It is generally much better to script jobs
than to run interactively, as they can be restarted automatically if the node fails, and it doesn't matter if there isn't a node free exactly when you need one.
Other useful commands
Both Maui and PBS come with a whole suite of commands. PBS commands generally start with 'q' and are used for things like querying the queue setup and manipulating jobs in the queue. Maui commands have no common naming scheme. They tend to be for displaying information about when jobs will start or end.

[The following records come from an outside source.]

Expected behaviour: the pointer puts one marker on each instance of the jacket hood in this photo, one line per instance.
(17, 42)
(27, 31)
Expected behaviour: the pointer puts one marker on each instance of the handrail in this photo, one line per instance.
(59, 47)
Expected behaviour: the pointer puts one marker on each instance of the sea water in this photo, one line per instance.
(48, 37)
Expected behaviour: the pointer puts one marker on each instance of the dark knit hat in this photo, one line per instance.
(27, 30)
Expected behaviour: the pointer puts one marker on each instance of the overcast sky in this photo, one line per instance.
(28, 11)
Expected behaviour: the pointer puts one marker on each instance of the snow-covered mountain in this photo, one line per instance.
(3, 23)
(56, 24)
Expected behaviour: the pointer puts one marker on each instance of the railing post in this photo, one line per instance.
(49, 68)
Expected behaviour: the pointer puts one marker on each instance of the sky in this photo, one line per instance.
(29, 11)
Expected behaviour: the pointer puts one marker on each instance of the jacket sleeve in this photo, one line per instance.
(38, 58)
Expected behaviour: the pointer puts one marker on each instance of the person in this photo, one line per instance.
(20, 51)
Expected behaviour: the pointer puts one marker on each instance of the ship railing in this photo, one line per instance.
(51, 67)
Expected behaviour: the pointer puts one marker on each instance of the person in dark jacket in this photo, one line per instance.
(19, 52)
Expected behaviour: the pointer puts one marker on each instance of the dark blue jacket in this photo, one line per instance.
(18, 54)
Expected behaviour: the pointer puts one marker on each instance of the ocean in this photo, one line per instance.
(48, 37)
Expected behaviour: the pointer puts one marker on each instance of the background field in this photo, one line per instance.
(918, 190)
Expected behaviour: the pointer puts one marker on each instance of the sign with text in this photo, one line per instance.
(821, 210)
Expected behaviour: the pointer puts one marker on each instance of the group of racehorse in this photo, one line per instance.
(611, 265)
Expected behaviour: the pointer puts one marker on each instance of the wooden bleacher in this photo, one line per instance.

qdel, qhold, and qrls will delete, hold, and release a job
respectively. qalter will let you change certain parameters of a
queued or running job. To find other PBS or Torque commands, do 'man -k pbs'. Other
Maui commands are 'showbf', 'showres', and 'diagnose'. Maui does
not come with man pages; the available ones on the system have been
created from the online HTML documentation so errors and omissions are
the fault of cen1001 and not the Maui authors. The online docs are
at http://www.supercluster.org/documentation/.
Parallel jobs
Some of the clusters (Rama, Athens, Nimbus, Clust) have parallel queues. There are example submit scripts in the /info/pbs directory on those machines for the different libraries they support. The only generalization I can make here is that starting your job with mpirun inside your job script probably won't do what you want! Please read the documentation at http://www-theor.ch.cam.ac.uk/IT/servers/ for the machine, which should cover it.
Scheduling policy
The scheduling policy on the machines is roughly FIFO but with some extra Maui rules to make it fairer. Three features are used: the ability to
make reservations for queued jobs, the throttling rules, and the
flexible priority system.
The queue is first sorted on priority. The priority is made up of several weighted
components: time on the queue (subject to throttling- see below),
fairshare value, and job expansion factor. The scheduler then starts at
the top of the queue and starts jobs until it reaches one that cannot run
yet because there are not enough free nodes. The top one or two remaining queued
jobs then have reservations made for them; this means that the scheduler
works out the earliest those jobs can definitely start and will not schedule anything that could possibly delay them. Finally the scheduler looks further down the queue and tries to
backfill lower priority jobs around the reservations.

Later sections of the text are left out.